Мои лыжи парили в воздухе. Дно ущелья стремительно приближалось. Пребывая в свободном падении, я постаралась сконцентрироваться и отбросить все страхи. Для нормального приземления нужно было удерживать вздернутые кверху концы лыж вместе, не обращая внимания на сыплющееся вниз по склону снежно-каменное конфетти. Мой полет все еще продолжался. Когда впереди замаячило дно, я увидела, что узкая снежная лента подо мной стиснута множеством скал. И вновь мне вспомнилось змеиное чудовище, распахнувшее смертоносные челюсти.
После этого бесконечного кошмара лыжи наконец ударились о снег, а рука врезалась в скалу. Выступающий край скалы, словно зазубренный нож, разорвал рукав серебристого лыжного костюма, и я почувствовала, что то же самое произошло с моей кожей, вспоротой от локтя к плечу. От такого удара меня резко повело в сторону. Не ощущая пока никакой боли, я испытала приступ тошноты, когда теплая и влажная кровь полилась вниз по руке.
Лес острых скал проносился мимо меня как в тумане. Я отчаянно старалась удержаться на ногах, но без палок при таком стремительном спуске мне было не под силу восстановить равновесие. Зацепившись за какой-то выступ, я завалилась на бок и по инерции перевернулась через голову. Потеряв управление, я продолжала кувыркаться, причем мои лыжи с расстегнувшимися креплениями сталкивались со всеми встречными препятствиями. Но как ни странно, толщина рюкзака не раз защищала мою спину от слишком сильных ударов.
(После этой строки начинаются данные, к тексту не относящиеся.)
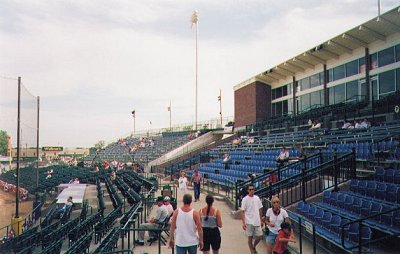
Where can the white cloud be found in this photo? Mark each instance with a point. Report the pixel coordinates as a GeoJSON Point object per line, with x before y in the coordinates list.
{"type": "Point", "coordinates": [92, 62]}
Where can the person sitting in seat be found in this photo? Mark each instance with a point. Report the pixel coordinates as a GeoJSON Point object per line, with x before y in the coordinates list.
{"type": "Point", "coordinates": [282, 158]}
{"type": "Point", "coordinates": [227, 160]}
{"type": "Point", "coordinates": [152, 223]}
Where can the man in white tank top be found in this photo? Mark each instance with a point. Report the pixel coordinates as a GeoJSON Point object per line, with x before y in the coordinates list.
{"type": "Point", "coordinates": [186, 230]}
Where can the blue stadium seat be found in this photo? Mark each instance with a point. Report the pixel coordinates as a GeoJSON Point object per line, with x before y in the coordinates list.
{"type": "Point", "coordinates": [380, 174]}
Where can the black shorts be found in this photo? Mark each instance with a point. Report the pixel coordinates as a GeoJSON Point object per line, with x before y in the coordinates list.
{"type": "Point", "coordinates": [211, 236]}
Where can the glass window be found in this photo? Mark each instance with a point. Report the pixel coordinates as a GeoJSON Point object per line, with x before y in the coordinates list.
{"type": "Point", "coordinates": [285, 107]}
{"type": "Point", "coordinates": [290, 88]}
{"type": "Point", "coordinates": [279, 108]}
{"type": "Point", "coordinates": [290, 106]}
{"type": "Point", "coordinates": [373, 58]}
{"type": "Point", "coordinates": [278, 92]}
{"type": "Point", "coordinates": [397, 53]}
{"type": "Point", "coordinates": [398, 79]}
{"type": "Point", "coordinates": [305, 102]}
{"type": "Point", "coordinates": [340, 93]}
{"type": "Point", "coordinates": [387, 82]}
{"type": "Point", "coordinates": [352, 90]}
{"type": "Point", "coordinates": [284, 90]}
{"type": "Point", "coordinates": [361, 65]}
{"type": "Point", "coordinates": [315, 98]}
{"type": "Point", "coordinates": [322, 96]}
{"type": "Point", "coordinates": [315, 80]}
{"type": "Point", "coordinates": [331, 96]}
{"type": "Point", "coordinates": [338, 72]}
{"type": "Point", "coordinates": [304, 83]}
{"type": "Point", "coordinates": [386, 56]}
{"type": "Point", "coordinates": [352, 68]}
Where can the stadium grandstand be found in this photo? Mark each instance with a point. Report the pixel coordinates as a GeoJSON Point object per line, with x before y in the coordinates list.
{"type": "Point", "coordinates": [320, 131]}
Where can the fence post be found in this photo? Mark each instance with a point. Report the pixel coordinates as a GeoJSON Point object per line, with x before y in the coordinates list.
{"type": "Point", "coordinates": [303, 180]}
{"type": "Point", "coordinates": [335, 171]}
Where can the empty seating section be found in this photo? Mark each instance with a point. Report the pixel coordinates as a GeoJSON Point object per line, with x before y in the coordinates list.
{"type": "Point", "coordinates": [328, 225]}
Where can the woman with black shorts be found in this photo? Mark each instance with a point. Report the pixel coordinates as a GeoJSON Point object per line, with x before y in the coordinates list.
{"type": "Point", "coordinates": [211, 222]}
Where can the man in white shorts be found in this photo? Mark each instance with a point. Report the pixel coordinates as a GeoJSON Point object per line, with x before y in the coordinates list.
{"type": "Point", "coordinates": [252, 218]}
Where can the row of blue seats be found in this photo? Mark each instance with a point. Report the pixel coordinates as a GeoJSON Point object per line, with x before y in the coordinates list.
{"type": "Point", "coordinates": [329, 225]}
{"type": "Point", "coordinates": [380, 190]}
{"type": "Point", "coordinates": [387, 175]}
{"type": "Point", "coordinates": [355, 207]}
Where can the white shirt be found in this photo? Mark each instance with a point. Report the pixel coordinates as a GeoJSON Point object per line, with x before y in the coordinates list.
{"type": "Point", "coordinates": [251, 207]}
{"type": "Point", "coordinates": [276, 219]}
{"type": "Point", "coordinates": [182, 181]}
{"type": "Point", "coordinates": [186, 229]}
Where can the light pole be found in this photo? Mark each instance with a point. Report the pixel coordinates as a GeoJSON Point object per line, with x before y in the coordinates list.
{"type": "Point", "coordinates": [170, 116]}
{"type": "Point", "coordinates": [195, 21]}
{"type": "Point", "coordinates": [134, 121]}
{"type": "Point", "coordinates": [220, 105]}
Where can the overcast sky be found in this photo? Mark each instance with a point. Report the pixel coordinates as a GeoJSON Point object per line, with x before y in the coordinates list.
{"type": "Point", "coordinates": [92, 62]}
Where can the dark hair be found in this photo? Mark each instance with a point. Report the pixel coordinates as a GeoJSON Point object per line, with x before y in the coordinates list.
{"type": "Point", "coordinates": [285, 225]}
{"type": "Point", "coordinates": [209, 201]}
{"type": "Point", "coordinates": [187, 199]}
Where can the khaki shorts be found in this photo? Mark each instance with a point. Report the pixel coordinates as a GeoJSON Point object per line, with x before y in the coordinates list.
{"type": "Point", "coordinates": [252, 230]}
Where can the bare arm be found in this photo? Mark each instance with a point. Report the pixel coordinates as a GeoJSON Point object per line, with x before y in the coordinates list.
{"type": "Point", "coordinates": [219, 219]}
{"type": "Point", "coordinates": [197, 221]}
{"type": "Point", "coordinates": [172, 229]}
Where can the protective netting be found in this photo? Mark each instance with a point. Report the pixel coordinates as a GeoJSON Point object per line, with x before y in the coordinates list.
{"type": "Point", "coordinates": [9, 116]}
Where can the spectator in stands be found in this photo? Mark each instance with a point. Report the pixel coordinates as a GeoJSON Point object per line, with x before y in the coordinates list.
{"type": "Point", "coordinates": [161, 215]}
{"type": "Point", "coordinates": [357, 124]}
{"type": "Point", "coordinates": [67, 204]}
{"type": "Point", "coordinates": [196, 181]}
{"type": "Point", "coordinates": [182, 182]}
{"type": "Point", "coordinates": [347, 125]}
{"type": "Point", "coordinates": [168, 205]}
{"type": "Point", "coordinates": [251, 218]}
{"type": "Point", "coordinates": [365, 124]}
{"type": "Point", "coordinates": [250, 140]}
{"type": "Point", "coordinates": [315, 125]}
{"type": "Point", "coordinates": [227, 160]}
{"type": "Point", "coordinates": [274, 218]}
{"type": "Point", "coordinates": [186, 232]}
{"type": "Point", "coordinates": [283, 157]}
{"type": "Point", "coordinates": [283, 238]}
{"type": "Point", "coordinates": [211, 222]}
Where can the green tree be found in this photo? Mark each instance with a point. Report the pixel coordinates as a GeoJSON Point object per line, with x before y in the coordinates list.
{"type": "Point", "coordinates": [3, 142]}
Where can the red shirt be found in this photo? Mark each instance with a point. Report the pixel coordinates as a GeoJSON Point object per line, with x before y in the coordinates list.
{"type": "Point", "coordinates": [280, 247]}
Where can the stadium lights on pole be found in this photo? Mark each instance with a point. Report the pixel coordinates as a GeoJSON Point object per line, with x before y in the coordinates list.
{"type": "Point", "coordinates": [170, 116]}
{"type": "Point", "coordinates": [195, 21]}
{"type": "Point", "coordinates": [134, 121]}
{"type": "Point", "coordinates": [220, 104]}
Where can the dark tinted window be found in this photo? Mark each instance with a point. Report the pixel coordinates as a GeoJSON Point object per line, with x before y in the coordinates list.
{"type": "Point", "coordinates": [352, 68]}
{"type": "Point", "coordinates": [338, 72]}
{"type": "Point", "coordinates": [352, 90]}
{"type": "Point", "coordinates": [386, 56]}
{"type": "Point", "coordinates": [387, 82]}
{"type": "Point", "coordinates": [373, 58]}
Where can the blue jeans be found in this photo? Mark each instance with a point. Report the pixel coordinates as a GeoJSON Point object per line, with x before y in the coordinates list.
{"type": "Point", "coordinates": [196, 187]}
{"type": "Point", "coordinates": [186, 250]}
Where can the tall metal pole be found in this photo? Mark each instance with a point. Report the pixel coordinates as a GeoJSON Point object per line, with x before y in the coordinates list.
{"type": "Point", "coordinates": [18, 148]}
{"type": "Point", "coordinates": [37, 144]}
{"type": "Point", "coordinates": [195, 21]}
{"type": "Point", "coordinates": [220, 104]}
{"type": "Point", "coordinates": [170, 116]}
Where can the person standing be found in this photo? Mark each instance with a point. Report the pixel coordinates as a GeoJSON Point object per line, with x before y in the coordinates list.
{"type": "Point", "coordinates": [186, 231]}
{"type": "Point", "coordinates": [274, 218]}
{"type": "Point", "coordinates": [211, 221]}
{"type": "Point", "coordinates": [196, 181]}
{"type": "Point", "coordinates": [182, 182]}
{"type": "Point", "coordinates": [251, 218]}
Мои конечности оказались в менее удачном положении: они пересчитали все камни. Попытавшись закрыть голову раненой и кровоточащей рукой, я усугубила ее состояние. Отстегнувшаяся лыжа с размаху ударила меня но лбу. Кровь брызнула мне в глаза. В итоге я налетела на какую-то большую скалу и остановилась. Но отдыхать было некогда.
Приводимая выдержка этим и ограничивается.